The photos that appear after a search on Google Images of jobs such as cardiovascular surgeon, mathematician, developer, footballer, commissioner or investment banker are male.
And for a model, hairdresser, nurse, interior designer or art teacher they are women.
A study published this Wednesday by the journal
Nature
that analyzed 349,500 photos, 100 for each of the 3,495 most common social categories, observes a consistent gender bias on Google and other platforms such as Wikipedia and IMDB.
Until now, the most relevant studies analyzing these
online
prejudices have focused mainly on texts.
Researchers at the University of California at Berkeley believe that their finding is important due to the unstoppable increase in visual culture: reading time is reduced and entertainment on “hypervisual platforms focused on the exchange of images” grows, the article says.
The bias in online
images
is greater than that seen in surveys and real census data in the US. Although, according to Douglas Guilbeault, a professor at Berkeley and one of the authors, “a subtlety is that social groups and generations "They may differ in the type of visual content they produce and consume, and an important area for future research is to explore how this affects their experience."
Researchers have also found that bias in
online
images is more common than in text and its effects are more psychologically powerful.
At work they compared the images with text results from Google News.
Images show greater prejudice than texts and their impact is more lasting: people who saw an image with gender bias retained its influence for more days than those who read a text with a certain sexism.
“What surprises me most about the work is that a simple change, from textual to visual information, can have so many implications for the spread of gender bias, threatening decades of progress,” Guilbeault says.
More information
How to prevent artificial intelligence from failing women more in medical diagnoses
It is notable that the language used for the research is English, a language in which most professions are not distinguished by gender: there is no surgeon, just
surgeon
.
Photos, therefore, provide more information than text when seeing a male soccer player or a female hairdresser.
In Spanish, however, the distinction in language would also be evident.
But researchers have found effects that go beyond words themselves: “Various psychological research suggests that images could be an especially powerful means of transmitting gender biases.
“Research on the
image superiority effect
shows that images tend to be more indelible and emotionally impactful than text,” the article says.
The use of neutral terminology would be another advantage, which in Spanish is more complicated than in English.
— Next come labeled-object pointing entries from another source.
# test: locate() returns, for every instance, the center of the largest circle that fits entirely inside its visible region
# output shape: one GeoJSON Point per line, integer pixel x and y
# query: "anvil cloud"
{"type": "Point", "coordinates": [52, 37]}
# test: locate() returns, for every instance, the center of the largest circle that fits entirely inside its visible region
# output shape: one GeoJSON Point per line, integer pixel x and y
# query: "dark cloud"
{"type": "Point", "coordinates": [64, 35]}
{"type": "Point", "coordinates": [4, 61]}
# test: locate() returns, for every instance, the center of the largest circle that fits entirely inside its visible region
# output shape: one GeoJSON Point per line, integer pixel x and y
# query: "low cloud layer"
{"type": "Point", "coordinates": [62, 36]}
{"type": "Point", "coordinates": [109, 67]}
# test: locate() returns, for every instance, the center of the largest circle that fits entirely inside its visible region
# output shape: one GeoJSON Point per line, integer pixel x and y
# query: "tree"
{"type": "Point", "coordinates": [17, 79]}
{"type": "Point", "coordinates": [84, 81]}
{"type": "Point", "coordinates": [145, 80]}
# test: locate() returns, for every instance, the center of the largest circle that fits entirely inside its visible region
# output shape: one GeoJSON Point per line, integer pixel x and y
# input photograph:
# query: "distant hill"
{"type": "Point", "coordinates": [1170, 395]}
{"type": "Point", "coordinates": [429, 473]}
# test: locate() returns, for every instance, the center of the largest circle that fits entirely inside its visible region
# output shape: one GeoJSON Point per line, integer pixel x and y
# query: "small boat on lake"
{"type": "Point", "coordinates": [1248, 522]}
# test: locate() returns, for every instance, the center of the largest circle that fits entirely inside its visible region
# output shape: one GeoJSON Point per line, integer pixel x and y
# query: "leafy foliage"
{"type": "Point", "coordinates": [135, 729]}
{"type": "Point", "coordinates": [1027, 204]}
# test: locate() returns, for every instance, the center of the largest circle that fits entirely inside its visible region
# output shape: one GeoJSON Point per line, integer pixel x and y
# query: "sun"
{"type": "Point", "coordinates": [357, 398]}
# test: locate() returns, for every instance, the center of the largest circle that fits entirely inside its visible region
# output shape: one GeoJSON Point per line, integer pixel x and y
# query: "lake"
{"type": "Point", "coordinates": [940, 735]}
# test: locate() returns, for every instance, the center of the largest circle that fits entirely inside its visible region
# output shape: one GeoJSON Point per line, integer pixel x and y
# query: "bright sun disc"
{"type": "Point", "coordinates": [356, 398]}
Therefore, images on the internet amplify gender bias, both in their statistical figures and in their psychological impact on users.
How does bias arise?
The photos on the internet reproduce millions of choices by its users, who have created or uploaded those photos to their accounts and pages: “Gender bias seems to be partially driven by the content that internet users choose to display on their blogs. , as well as the preferences of audiences about what news to consume or what images to buy,” explains the research.
"Soccer player" is another search where the gender bias is very evident.
But how have the Internet's own mechanisms influenced this bias in online images?
“Bias may be intensified as a result of the network itself,” says Professor Bas Hofstra of Radboud University in the Netherlands, after analyzing the article before its publication.
“Perhaps user populations differ, perhaps men are the ones who have used or use the internet the most and, as such, it becomes a more gender-charged place,” he says.
The article also speculates that the status
or prejudices when hiring in media companies, whose photos are overrepresented on the Internet, may be another cause.
“Human preference for a familiar, prototypical representation of social categories is likely to play a role in perpetuating these biases,” the researchers say.
The consequence of this dynamic is to limit women's access to jobs in which they no longer have a place due to previous social dynamics.
But there could be more, according to Hofstra: “The way people talk about certain social categories, for example;
"There is more talk about men in relation to sports because more male athletes are seen
online
, which could decrease women's aspirations to enter that sport."
An obvious fear about the future that is only mentioned in the article that the images of the current internet are one of the main bases of generative artificial intelligence (AI): “Images created with AI can make the internet a place more loaded with sexism if they are based on already generated images that are
online
,” says Hofstra.
“Our work suggests that gender biases in AI may be due in part to the fact that they are trained with public images from platforms such as Google and Wikipedia, which are full of gender biases,” the study provides.
It is difficult to think of concrete solutions to this problem.
Google may be giving biased results because the requests or information already existing on the internet is biased.
“Solutions will have to emerge from technology, academics and civil society,” says Guilbeault.
“Our research aims to start a critical conversation about the implications of changing the visual for the spread of gender bias.
The methods and tools we have created are an important step toward transparency of information about the changing landscape of
online
bias , which is a necessary step to discovering solutions.”